Ci sono libri che colpiscono in profondità.
Simenon è un autore che amo moltissimo e capita spesso che i suoi romanzi mi lascino per giorni una particolare sensazione, strettamente legata alla storia.
Con la lettura di “Lettera al mio giudice” l’emozione suscitata è un misto di rabbia e ammirazione. Impossibile non rimanere impressionati dal talento di un autore che descrive così bene ogni tratto dei personaggi e delle vicende, tanto che pare di essere lì, a osservare la scena mentre si svolge.
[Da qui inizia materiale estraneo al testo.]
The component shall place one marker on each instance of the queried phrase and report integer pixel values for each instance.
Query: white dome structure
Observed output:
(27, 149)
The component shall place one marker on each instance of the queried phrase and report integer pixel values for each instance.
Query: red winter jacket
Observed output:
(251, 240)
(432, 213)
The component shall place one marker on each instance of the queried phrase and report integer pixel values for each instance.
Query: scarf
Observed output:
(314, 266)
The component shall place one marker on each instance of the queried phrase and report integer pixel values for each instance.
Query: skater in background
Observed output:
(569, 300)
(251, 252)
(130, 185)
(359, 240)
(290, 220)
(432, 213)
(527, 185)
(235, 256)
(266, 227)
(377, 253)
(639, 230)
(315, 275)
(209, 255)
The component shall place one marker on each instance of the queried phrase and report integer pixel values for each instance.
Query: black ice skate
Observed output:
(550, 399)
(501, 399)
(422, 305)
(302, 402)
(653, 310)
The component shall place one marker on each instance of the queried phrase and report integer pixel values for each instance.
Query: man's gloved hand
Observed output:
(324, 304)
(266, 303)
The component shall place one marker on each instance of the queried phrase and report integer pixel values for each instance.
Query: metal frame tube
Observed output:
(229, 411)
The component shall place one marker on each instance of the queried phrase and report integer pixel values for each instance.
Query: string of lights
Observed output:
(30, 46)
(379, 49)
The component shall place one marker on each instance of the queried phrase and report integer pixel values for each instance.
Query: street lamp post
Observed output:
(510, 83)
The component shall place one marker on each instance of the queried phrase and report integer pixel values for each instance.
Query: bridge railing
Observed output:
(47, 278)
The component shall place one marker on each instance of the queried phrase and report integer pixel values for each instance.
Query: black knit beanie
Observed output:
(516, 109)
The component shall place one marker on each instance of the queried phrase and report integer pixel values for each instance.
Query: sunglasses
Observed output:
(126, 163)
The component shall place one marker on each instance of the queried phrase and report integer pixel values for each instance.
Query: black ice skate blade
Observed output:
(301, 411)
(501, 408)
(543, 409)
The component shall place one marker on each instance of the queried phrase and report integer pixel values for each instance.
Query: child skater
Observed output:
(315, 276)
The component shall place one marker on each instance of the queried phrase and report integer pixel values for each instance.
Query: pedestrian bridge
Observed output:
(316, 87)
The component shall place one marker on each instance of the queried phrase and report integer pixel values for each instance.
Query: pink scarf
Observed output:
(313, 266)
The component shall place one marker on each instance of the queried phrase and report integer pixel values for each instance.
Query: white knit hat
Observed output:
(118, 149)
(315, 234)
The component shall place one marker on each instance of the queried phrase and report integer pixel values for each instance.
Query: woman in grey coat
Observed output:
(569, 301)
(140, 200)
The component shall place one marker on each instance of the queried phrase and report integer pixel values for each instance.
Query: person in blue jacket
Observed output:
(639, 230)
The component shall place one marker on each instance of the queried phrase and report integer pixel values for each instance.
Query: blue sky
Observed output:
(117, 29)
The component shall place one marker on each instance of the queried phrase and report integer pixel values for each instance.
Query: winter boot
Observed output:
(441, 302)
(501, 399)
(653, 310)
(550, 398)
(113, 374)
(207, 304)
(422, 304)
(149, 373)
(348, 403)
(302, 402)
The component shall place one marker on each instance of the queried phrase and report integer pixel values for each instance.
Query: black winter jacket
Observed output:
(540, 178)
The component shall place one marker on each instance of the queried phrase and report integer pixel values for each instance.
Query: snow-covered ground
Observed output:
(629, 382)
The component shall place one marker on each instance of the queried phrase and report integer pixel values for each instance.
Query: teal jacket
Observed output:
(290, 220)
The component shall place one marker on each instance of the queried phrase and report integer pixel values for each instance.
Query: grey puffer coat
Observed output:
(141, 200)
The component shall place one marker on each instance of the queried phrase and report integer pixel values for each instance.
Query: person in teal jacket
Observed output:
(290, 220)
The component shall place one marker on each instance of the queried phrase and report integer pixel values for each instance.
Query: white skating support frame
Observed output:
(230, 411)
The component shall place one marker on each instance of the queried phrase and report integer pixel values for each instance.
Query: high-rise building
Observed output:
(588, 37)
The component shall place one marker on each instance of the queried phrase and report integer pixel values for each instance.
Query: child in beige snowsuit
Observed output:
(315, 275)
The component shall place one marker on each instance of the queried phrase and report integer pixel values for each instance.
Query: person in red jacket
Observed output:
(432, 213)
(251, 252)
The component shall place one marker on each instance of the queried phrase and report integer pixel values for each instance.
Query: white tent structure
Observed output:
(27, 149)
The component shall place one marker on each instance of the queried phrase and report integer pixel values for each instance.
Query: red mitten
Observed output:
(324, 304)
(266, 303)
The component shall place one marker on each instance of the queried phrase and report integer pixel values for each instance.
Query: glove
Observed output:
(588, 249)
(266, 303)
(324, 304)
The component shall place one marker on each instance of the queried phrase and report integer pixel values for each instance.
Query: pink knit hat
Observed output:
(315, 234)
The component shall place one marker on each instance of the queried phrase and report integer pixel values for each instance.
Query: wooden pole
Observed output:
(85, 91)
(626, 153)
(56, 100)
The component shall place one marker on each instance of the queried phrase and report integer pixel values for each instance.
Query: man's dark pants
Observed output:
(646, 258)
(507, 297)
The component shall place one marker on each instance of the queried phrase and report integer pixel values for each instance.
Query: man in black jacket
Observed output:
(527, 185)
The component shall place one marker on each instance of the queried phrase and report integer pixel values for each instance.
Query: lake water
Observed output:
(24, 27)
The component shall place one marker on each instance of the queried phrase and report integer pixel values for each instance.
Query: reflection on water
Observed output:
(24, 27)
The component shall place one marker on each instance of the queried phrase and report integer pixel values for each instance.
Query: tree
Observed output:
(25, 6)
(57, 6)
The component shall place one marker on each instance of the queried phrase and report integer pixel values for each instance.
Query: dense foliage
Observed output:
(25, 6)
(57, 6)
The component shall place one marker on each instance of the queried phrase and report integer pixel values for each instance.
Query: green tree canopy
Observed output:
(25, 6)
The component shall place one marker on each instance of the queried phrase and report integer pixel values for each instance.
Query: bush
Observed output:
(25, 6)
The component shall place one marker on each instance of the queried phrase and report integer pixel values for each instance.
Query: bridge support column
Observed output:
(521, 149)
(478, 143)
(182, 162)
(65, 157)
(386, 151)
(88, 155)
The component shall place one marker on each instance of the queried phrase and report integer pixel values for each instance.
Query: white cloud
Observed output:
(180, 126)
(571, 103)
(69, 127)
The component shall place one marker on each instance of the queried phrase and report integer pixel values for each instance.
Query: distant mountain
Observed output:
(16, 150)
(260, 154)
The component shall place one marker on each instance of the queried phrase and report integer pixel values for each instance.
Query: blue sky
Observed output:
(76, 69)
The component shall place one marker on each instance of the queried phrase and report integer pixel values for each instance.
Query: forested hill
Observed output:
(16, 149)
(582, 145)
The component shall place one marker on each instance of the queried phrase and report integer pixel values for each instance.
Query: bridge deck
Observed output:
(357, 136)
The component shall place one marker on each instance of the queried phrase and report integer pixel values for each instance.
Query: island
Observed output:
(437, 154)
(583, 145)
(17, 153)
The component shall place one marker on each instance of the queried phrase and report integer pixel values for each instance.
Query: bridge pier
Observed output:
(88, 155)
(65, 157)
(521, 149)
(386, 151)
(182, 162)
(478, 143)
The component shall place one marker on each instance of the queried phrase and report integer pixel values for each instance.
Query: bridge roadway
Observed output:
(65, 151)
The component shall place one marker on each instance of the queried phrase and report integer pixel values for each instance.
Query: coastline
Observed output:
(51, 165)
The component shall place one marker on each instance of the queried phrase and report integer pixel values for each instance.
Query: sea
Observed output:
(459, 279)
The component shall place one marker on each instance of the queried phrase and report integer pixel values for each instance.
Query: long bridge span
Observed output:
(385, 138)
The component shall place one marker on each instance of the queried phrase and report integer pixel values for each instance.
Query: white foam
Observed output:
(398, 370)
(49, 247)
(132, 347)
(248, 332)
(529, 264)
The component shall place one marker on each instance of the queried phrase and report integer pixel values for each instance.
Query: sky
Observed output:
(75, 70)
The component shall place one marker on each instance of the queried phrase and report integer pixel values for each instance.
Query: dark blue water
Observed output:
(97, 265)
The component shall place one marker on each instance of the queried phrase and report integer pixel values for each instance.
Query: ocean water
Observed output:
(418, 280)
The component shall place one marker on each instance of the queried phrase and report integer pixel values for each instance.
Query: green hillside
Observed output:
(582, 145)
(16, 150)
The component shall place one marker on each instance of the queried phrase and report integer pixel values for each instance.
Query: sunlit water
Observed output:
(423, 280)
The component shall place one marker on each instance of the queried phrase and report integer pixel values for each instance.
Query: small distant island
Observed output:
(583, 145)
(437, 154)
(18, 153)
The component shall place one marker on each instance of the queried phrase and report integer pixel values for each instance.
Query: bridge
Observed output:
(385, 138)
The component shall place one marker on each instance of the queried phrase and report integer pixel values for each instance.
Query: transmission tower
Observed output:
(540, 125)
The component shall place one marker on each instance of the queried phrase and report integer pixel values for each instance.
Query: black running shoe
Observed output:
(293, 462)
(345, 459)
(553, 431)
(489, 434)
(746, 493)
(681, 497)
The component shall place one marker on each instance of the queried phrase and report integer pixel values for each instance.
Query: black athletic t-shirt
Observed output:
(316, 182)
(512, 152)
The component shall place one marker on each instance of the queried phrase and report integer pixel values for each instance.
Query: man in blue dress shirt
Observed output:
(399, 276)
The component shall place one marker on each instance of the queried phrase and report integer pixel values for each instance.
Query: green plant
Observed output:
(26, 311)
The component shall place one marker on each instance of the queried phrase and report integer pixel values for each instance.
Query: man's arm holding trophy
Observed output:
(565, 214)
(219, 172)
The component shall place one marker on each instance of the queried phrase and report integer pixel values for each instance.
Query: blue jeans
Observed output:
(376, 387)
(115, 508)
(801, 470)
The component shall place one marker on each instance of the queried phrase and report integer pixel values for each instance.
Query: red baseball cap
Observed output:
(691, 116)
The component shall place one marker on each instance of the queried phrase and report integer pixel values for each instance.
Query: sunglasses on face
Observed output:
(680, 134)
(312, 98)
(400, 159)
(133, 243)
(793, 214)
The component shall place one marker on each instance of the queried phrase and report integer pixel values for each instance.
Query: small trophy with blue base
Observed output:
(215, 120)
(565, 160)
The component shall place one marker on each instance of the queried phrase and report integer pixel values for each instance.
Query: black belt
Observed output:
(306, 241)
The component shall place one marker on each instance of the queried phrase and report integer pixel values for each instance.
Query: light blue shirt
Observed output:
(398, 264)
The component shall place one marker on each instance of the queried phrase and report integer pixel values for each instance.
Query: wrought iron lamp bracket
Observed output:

Rabbia, perché mi ha portato a empatizzare con il protagonista, che si macchia di uno dei crimini che considero più odiosi.
E qui inizia lo spoiler.
Il romanzo è una lunga lettera, scritta al giudice Coméliau, dal dottor Charles Alavoine, omicida, per spiegare cosa lo ha portato a commettere quel delitto. Un femminicidio, si direbbe oggi; un brutale assassinio di una donna che lo amava e che si era affidata a lui, scrivo io. Non c’è nulla di più crudele che spegnere la vita di una giovane donna, che per una serie di eventi sfortunati, aveva subito vicissitudini poco liete col genere maschile, dopo averla illusa di aver finalmente trovato un porto sicuro in cui riposare.
Anche se i segnali di una relazione malata erano evidenti (nella lettera il medico non nasconde che gli eccessi di gelosia sfociavano in pugni che facevano scricchiolare le ossa del viso della ragazza), le parole del reo confesso portano anche il lettore a pensare che lui amasse in maniera talmente viscerale, con una passione talmente brutale, da non potersi contenere.
Malgrado la paura che riconosceva negli occhi di lei, nelle pagine al giudice scrive di averla amata con innocenza.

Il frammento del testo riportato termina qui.